Nell’anno che le Nazioni Unite hanno dedicato al suolo, la leader di Navdanya lancia il manifesto che mostra come le emergenze e le crisi del nostro tempo siano interconnesse fra loro e non possano essere affrontate separatamente. Suolo, terra, accaparramento delle terre, agricoltura, cambiamento climatico, disoccupazione, crescita della disuguaglianza, violenza e guerre, non possono essere fenomeni a sé.

“C’è bisogno” ha continuato “di un nuovo patto che riconosca che noi siamo il suolo: veniamo dal suolo, siamo sostenuti dal suolo.  Prendersi cura della terra è il lavoro più importante che gli agricoltori possano fare. Il messaggio che lanciamo dall’importante vetrina di Expo è forte e chiaro: la nuova democrazia è la democrazia della Terra”. 

Secondo l’attivista, l’attuale modello agricolo industriale ha fallito poiché basato sempre sulla sottrazione e mai sul ritorno, su processi economici distruttivi che portano all’estinzione di specie animali e vegetali e conducono al collasso gli ecosistemi.

“Un modello realizzato per il profitto di pochi che è causa di squilibri economici, di pericolosa instabilità, di disperata povertà, di fame e disoccupazione. Per la prima volta nella storia dell’umanità, il futuro della specie umana non è più certo: le calamità climatiche, i conflitti e le guerre ci spingono  verso  il  collasso  ecologico,  economico  e sociale.  Oggi siamo arrivati all’ultima chiamata per scegliere  un’altra  strada, quella basata  sulla  cittadinanza globale  e  sulla  condivisione  delle  risorse,  che  punti  a  un’economia  circolare  fondata  sulla  rigenerazione”.

Al centro di questa nuova visione vi è l’agricoltura biologica che assicura prezzi giusti agli agricoltori sostituendo il processo lineare di sfruttamento del suolo e delle risorse con un processo circolare di  restituzione  che garantisce  la  resilienza,  la  sostenibilità,  la  giustizia  e  la  pace.

“Terra Viva” ha detto Sabina Siniscalchi, vicepresidente vicario di Fondazione Triulza “è  un  documento  di  analisi  e  di  denuncia,  ma  soprattutto  di  proposta  per guidare non solo la gestione dell’ambiente e dell’agricoltura, ma tutte le scelte economiche e sociali”.

Secondo Don Luigi Ciotti, presidente di Libera: “Dobbiamo ripartire dalla cura del nostro Pianeta perché non può esistere un’etica della convivenza senza un’etica della terra.
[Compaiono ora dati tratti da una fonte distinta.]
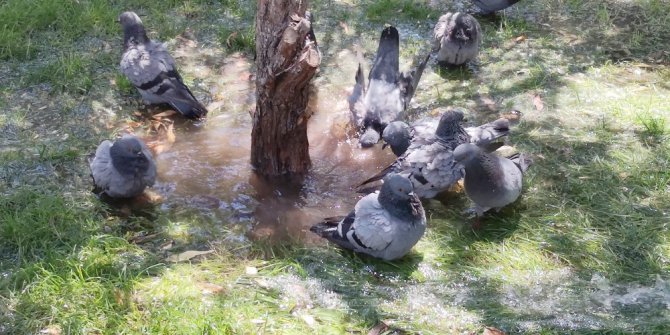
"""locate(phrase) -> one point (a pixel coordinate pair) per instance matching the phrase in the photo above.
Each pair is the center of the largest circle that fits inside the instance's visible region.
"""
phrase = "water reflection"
(208, 168)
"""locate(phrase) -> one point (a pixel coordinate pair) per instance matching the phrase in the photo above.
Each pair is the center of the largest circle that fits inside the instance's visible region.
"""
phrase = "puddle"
(208, 168)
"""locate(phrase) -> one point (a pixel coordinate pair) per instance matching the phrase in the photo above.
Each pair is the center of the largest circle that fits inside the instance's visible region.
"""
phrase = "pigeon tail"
(190, 109)
(523, 161)
(379, 176)
(411, 81)
(328, 229)
(369, 138)
(386, 65)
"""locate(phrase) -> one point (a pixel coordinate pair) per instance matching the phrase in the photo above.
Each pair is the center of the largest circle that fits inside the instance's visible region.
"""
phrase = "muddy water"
(208, 168)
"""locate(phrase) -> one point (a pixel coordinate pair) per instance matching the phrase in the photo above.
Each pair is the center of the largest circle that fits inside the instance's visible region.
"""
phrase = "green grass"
(385, 10)
(238, 40)
(591, 225)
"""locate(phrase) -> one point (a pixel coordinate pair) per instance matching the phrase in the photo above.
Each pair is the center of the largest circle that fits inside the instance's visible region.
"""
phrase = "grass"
(238, 40)
(589, 237)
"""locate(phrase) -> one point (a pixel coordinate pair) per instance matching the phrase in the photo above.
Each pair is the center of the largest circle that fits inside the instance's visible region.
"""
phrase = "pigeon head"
(133, 29)
(465, 152)
(397, 136)
(398, 198)
(369, 138)
(450, 124)
(127, 155)
(463, 28)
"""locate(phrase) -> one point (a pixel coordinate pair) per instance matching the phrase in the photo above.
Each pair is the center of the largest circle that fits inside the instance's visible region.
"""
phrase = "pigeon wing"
(372, 227)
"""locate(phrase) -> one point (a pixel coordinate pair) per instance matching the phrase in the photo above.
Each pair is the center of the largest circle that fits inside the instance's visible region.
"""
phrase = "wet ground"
(537, 265)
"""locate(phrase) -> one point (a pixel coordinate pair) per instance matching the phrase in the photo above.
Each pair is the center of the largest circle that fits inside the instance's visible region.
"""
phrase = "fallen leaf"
(215, 105)
(493, 331)
(513, 116)
(345, 27)
(51, 330)
(209, 288)
(166, 113)
(169, 133)
(133, 124)
(139, 239)
(230, 38)
(537, 102)
(309, 320)
(380, 328)
(167, 245)
(187, 255)
(488, 103)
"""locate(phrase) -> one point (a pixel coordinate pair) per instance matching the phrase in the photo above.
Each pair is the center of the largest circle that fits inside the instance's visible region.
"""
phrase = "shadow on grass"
(59, 266)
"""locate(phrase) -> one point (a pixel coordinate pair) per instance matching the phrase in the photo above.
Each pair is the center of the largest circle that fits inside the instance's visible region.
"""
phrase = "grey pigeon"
(384, 224)
(428, 162)
(456, 39)
(123, 169)
(151, 69)
(490, 6)
(491, 181)
(399, 136)
(387, 94)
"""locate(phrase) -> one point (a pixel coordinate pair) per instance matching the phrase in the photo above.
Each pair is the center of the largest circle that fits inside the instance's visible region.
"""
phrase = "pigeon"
(385, 224)
(123, 169)
(490, 6)
(388, 92)
(399, 136)
(456, 39)
(428, 162)
(151, 69)
(491, 181)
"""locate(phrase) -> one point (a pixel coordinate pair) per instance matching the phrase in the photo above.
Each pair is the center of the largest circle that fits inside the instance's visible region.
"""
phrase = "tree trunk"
(286, 60)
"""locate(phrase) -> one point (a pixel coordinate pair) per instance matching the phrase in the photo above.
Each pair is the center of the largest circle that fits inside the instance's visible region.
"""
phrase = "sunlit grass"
(595, 203)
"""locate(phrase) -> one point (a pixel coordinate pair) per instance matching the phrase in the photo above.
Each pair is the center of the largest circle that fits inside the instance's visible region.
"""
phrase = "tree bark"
(286, 60)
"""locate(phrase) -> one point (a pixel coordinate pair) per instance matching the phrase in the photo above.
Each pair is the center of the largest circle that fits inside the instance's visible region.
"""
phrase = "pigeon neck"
(134, 34)
(407, 210)
(483, 168)
(126, 163)
(447, 131)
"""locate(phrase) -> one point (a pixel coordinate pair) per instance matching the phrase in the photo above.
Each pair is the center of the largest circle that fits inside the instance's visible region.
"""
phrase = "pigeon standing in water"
(490, 6)
(428, 162)
(456, 38)
(123, 169)
(151, 69)
(384, 224)
(399, 136)
(491, 181)
(387, 94)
La terra non è solo generatrice è anche maestra di vita. Insegna la costanza, la profondità, la corresponsabilità e indica la via della condivisione e della giustizia sociale”.

“Negli ultimi decenni purtroppo la finanza speculativa non ha esitato a utilizzare anche beni primari come il cibo, per scommettere e aumentare i profitti di pochissimi ai danni di intere popolazioni. Noi chiediamo che le materie prime alimentari siano sottratte ai mercati speculativi, che rendono i prezzi degli alimenti volatili e spesso inaccessibili o ingiustificatamente costosi”, ha concluso Ugo Biggeri presidente di Banca Etica ed Etica Sgr (Sistemi di gestione del risparmio).